Nada que abalasse o apetite do "mercado" no dia seguinte, quando o Ibovespa fechou em alta de 0,54%.

Muito longe dali, o Brasil mostrou ao mundo a face mais nefasta da busca desenfreada por riquezas a partir de aldeias yanomamis, atravessadas por fome, desnutrição e doenças evitáveis em decorrência da contaminação de rios e terras agricultáveis promovida pelo garimpo ilegal.

Nenhum grupo ou associação de patrões foi a público manifestar preocupação ou postar um mísero olhinho em lágrimas com a bandeira do Brasil ao fundo.

Quem se pergunta o que, afinal, afeta a turma dos endinheirados no Brasil, além da preocupação com o vinho ideal para os convidados da noite, ganhou de Abílio Diniz, sócio e conselheiro do Carrefour, uma aula grátis sobre os segredos da mente milionária.

Em julho do ano passado, o magnata se negou a assinar uma carta em defesa da democracia. O manifesto, organizado pela Faculdade de Direito da USP, reuniu apoio de 500 mil pessoas, entre elas juristas, artistas, empresários e banqueiros que ainda não haviam perdido a capacidade de perceber os riscos contra as instituições e seus negócios diante de ataques infundados e questionamentos às urnas eletrônicas e o Estado de Direito promovidos por Jair Bolsonaro (PL) — que sequer era citado no documento.

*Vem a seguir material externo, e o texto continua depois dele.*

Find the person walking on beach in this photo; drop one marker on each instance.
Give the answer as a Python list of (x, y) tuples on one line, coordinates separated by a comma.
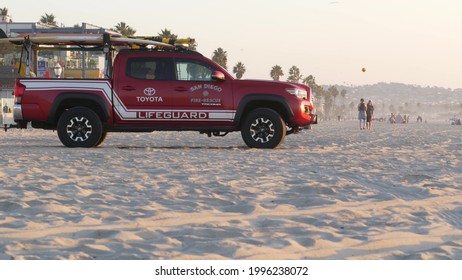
[(362, 114), (369, 113)]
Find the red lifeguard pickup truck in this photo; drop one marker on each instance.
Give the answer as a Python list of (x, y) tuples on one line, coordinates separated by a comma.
[(158, 90)]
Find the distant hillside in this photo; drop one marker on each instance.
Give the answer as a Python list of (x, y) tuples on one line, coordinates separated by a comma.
[(430, 102)]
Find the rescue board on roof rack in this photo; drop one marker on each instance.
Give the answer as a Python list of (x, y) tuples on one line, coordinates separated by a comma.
[(86, 40)]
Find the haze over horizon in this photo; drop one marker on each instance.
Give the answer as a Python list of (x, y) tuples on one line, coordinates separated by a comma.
[(410, 42)]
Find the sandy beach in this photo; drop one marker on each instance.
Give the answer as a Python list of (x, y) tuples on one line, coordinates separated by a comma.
[(334, 192)]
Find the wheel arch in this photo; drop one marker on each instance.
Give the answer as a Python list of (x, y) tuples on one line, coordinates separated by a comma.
[(68, 100), (254, 101)]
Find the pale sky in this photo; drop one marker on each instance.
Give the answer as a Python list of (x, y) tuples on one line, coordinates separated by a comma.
[(406, 41)]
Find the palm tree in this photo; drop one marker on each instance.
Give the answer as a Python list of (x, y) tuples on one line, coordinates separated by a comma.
[(239, 70), (343, 94), (220, 56), (276, 72), (294, 75), (48, 19), (124, 29)]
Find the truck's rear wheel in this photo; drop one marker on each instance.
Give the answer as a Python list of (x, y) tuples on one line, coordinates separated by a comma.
[(263, 128), (80, 127)]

Diniz preferiu não "polemizar", em nome da neutralidade e das boas pontes que pretendia manter com Lula e Bolsonaro. Ele dizia isso enquanto jantava com o então presidente e tirava dinheiro do bolso para doar a candidatos bolsonaristas durante a campanha — e ao PT após a vitória de Lula.

Desde a posse do petista, o novo governo já precisou enfrentar golpistas, uma crise militar e outra de ordem humanitária, no caso dos yanomamis.

Mas o que preocupa Diniz é outra coisa: que o novo presidente coloque em campo uma reforma tributária no modelo Robin Hood, "que tire dos ricos para dar aos pobres".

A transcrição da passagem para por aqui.